Happily, our day-long workshop with Hannah Ringham of Shunt threw up more questions than answers. Our focus was on the audience, on drawing them in, implicating them, leaving space for their imaginative engagement. On practising what might usefully be termed a dramaturgy of generosity.

Hannah’s work, she told us, has been informed in a big way by her collaborations with Tim Crouch – not least in clarifying her desire to pick over, prod and probe the unwritten contract between performer and audience. Talking about Dance Bear Dance, the show that first made a name for Shunt when they performed it in a railway arch in Bethnal Green in 2002/03, Hannah recalled moments during the show in during which the audience was asked open questions to which no response, including no response, could be wrong. This sense of an invitation, of the certain validity of everything and anything an audience might bring on any given night, inspired us.

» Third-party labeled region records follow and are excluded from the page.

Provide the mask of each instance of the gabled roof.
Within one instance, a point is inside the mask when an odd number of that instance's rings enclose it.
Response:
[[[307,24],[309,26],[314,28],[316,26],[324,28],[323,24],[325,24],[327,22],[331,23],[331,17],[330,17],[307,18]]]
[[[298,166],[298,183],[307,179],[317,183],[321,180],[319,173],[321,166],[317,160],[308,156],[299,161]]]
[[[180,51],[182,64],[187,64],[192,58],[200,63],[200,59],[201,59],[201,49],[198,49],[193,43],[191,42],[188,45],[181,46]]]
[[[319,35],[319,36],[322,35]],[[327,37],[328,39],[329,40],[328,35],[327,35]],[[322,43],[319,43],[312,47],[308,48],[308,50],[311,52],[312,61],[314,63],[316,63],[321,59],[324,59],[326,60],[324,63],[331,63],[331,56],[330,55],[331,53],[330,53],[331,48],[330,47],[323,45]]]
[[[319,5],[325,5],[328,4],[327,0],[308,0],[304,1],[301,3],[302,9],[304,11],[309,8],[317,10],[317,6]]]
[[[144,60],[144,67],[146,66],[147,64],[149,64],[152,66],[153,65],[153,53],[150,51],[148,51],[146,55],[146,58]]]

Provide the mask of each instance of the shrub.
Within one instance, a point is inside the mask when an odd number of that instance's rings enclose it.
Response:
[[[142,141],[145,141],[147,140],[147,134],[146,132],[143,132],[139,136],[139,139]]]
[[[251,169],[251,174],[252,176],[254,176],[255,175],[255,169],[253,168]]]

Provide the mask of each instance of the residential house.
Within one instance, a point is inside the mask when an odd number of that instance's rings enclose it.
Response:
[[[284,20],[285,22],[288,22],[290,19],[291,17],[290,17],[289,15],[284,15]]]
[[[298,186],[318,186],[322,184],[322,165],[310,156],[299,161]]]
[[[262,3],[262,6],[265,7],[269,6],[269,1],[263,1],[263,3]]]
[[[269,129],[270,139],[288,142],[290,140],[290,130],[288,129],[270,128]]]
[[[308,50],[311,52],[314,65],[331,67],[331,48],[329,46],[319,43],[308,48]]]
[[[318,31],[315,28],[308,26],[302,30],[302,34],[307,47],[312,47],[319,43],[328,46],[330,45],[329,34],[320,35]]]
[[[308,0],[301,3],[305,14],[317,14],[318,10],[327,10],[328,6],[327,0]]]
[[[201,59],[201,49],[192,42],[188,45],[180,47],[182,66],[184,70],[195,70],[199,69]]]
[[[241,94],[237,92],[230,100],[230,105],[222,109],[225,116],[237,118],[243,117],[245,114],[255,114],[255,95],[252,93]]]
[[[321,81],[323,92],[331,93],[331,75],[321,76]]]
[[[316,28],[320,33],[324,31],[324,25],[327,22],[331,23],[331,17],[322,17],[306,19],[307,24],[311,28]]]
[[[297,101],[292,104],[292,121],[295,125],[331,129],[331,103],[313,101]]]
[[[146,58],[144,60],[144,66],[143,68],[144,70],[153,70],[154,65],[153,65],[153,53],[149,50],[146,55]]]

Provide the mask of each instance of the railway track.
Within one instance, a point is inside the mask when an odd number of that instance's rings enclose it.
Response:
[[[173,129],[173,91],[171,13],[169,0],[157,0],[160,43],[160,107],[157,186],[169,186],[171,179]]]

Inspiring, too, was Hannah’s playfulness, her trickery. The image of her standing at the front of the stage with a look of sheer abhorrence painted across her face, pinching a dirty napkin at arm’s length and demanding of us “who left this piece of shit here?” is etched in my mind. Likewise, a GIF-like clip of her stamping on an apple, smashing it to smithereens. “Objects,” Hannah insisted, “can break, be moved, be handled, be played with, modified, changed, mended, cleaned, examined. They are always in motion, in a state of constant arrangement.” Like any good teacher, Hannah nurtured in us a sense of exploration, of discovery, of unruliness. Without these qualities, after all, what is the point of anything?